After Star Wars took over the culture in 1977, a documentary appeared in prime time that showed the making of the phenomenon. Memory blurs most of what was shown, but there’s an enduring image of Ben Burtt, future Academy Award winner for sound design, wearing a headset. Striking a taut steel cable with one hand, he holds a mike in his other hand to capture a sound that generations would recognize as the shot of Han Solo’s blaster. After seeing this display of ingenuity you could never pass a telephone pole and look at those anchoring cables the same way.
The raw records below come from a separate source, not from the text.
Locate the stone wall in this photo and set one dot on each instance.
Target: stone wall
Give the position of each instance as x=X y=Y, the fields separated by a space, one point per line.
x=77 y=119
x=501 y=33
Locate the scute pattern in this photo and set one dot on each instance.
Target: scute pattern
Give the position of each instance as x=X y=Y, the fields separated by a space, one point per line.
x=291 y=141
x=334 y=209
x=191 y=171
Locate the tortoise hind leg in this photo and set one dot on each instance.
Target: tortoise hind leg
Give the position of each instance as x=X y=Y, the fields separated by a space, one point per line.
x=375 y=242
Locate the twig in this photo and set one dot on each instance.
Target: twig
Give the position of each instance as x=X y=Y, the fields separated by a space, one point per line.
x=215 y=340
This clip appears in director Midge Costin’s surprisingly moving documentary Making Waves: The Art of Cinematic Sound.
Costin and screenwriter Bobette Buster structure the film as equal parts philosophy seminar, history class and vocational rally, making the rare Hollywood doc that forces you to reconsider your career choices. Unlike Score, a 2016 film that focused on film composers, Making Waves illustrates the many departments that contribute to the crucial sound of cinematic alchemy. Music, sound effects and voice form what Jurassic Park and Toy Story sound designer Gary Rydstrom calls “the circle of talent,” structured like the sections of an orchestra that is as essential to film as the image.
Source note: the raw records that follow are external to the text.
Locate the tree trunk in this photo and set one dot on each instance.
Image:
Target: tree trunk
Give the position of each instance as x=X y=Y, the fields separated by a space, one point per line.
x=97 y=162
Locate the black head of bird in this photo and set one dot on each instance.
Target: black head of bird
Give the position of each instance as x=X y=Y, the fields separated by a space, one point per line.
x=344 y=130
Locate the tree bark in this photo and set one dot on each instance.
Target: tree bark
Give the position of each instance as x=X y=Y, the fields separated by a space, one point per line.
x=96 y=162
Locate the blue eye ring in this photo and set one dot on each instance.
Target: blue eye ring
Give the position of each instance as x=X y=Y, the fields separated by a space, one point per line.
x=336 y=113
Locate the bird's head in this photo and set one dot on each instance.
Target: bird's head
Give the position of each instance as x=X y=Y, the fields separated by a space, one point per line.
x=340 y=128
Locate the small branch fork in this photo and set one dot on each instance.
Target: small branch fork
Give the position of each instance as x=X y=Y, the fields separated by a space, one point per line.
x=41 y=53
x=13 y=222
Walter Murch, a founding member of Francis Ford Coppola’s independent studio American Zoetrope along with George Lucas and the sound designer of Apocalypse Now, opens the film positing that hearing is the first human sense to go online. In the third trimester, a baby hears her mother’s heartbeat and the muffled sounds of the world beyond the womb. This biological fact creates a deeper emotional resonance when sound is used to manipulate an audience during a dramatic experience.
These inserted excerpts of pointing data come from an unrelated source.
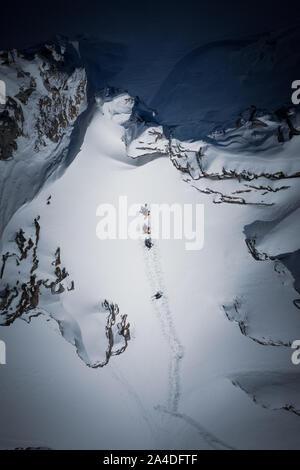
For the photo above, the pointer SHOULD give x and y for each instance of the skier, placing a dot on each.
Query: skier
(147, 229)
(145, 211)
(148, 243)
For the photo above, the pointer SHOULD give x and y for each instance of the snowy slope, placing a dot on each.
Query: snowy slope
(45, 96)
(176, 372)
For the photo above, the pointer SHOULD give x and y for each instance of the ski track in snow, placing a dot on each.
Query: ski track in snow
(163, 313)
(213, 441)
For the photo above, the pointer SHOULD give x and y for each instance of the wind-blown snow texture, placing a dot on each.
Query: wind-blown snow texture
(208, 365)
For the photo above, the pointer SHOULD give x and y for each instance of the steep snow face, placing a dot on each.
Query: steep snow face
(45, 96)
(155, 362)
(171, 365)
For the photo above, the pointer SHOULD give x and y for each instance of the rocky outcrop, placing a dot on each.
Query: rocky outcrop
(46, 95)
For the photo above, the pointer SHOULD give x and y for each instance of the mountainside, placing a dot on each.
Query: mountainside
(45, 96)
(97, 348)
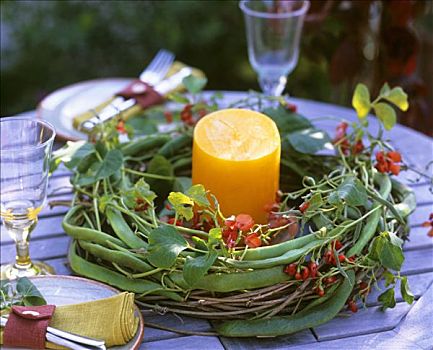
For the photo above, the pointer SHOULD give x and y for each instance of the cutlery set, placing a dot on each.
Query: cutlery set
(153, 80)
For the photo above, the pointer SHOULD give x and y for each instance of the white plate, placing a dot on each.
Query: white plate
(61, 106)
(65, 290)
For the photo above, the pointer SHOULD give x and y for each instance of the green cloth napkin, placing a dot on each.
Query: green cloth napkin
(111, 319)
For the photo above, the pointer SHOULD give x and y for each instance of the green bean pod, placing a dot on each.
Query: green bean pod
(115, 279)
(283, 325)
(122, 229)
(408, 203)
(229, 282)
(173, 146)
(277, 249)
(370, 227)
(287, 258)
(182, 163)
(118, 257)
(144, 144)
(85, 233)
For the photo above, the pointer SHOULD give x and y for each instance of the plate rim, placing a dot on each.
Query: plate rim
(61, 136)
(140, 329)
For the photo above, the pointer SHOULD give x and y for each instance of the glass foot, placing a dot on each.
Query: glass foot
(36, 268)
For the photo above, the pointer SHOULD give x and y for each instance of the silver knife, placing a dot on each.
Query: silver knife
(164, 87)
(70, 340)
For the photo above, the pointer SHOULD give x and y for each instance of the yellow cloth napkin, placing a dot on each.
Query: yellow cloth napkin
(111, 319)
(175, 67)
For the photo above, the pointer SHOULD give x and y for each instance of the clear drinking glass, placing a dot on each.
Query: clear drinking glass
(25, 151)
(273, 31)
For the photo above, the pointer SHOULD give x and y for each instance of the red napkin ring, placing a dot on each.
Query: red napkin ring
(143, 93)
(27, 326)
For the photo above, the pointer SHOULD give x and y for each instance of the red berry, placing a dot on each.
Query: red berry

Returning to Star Wars and the emotional memory of a child of the ‘70s, think about what happens after the scroll and John Williams’ initial score. The rebel ship flies into the screen followed by the endless, oppressive Star Destroyer. But what about the sound? Williams fills the theater with percussion and brass while Burtt gives us the sounds of lasers and explosions like we have never heard before. The engine of the rebel ship is as distinct as the Star Destroyer, which overtakes the screen like a rumbling glacier. Ships fill the screen while sound fills the theater, and without a word spoken, the viewer understands the stakes. All the sequels, merchandise and theme parks that would follow were birthed in that moment. Williams, Burtt and their colleagues stamped generations with their collective genius. If you were there for the beginning of Star Wars, they hooked you with an opening that still resonates 40 years later. The image may be indelible, but you feel the sound of the massive engines of that Star Destroyer in your bones.
Cinematic sound comprises more than blockbuster filmmaking. Even the films of Robert Altman are noted for their use of sound, in his case, a more subtle ambient design. This poses its own challenges. Recording sound in the outdoors is probably the messiest process in filmmaking, no matter the quality of the microphones. How does one create a soundtrack convincing enough that audiences believe it was recorded on set? How does one create a credible silence? Costin includes a wonderful sequence about Ordinary People, Robert Redford’s Oscar-winning directorial debut. Silence was meant to represent pain between the characters, but it provided real pain for Kay Rose and the other sound editors who had to strip away all the extraneous noise at the film’s various locations and construct an ambience that somehow felt more natural.
Costin’s film charts the evolution of a process that coincides with developing technology. Shots of people sitting behind impressively large mixing stations fill the film, but the director makes it a point to show us how these craftspeople are working with the tools of emotion. There are sequences where the sound is stripped away to show the nakedness of an image without auditory context. But a montage of famous movie clips simply clogs your throat with emotion when taken all at once. As fans of films we are conditioned to credit directors, stars and even writers for the quality of a film, with sound as an afterthought. But filmmakers like Spielberg, Streisand, Francis Ford and Sophia Coppola, Redford and so many others are profoundly aware of the importance of their sound departments. To paraphrase David Lynch, people always talk about how movies look, but never how they sound. Making Waves may well change that.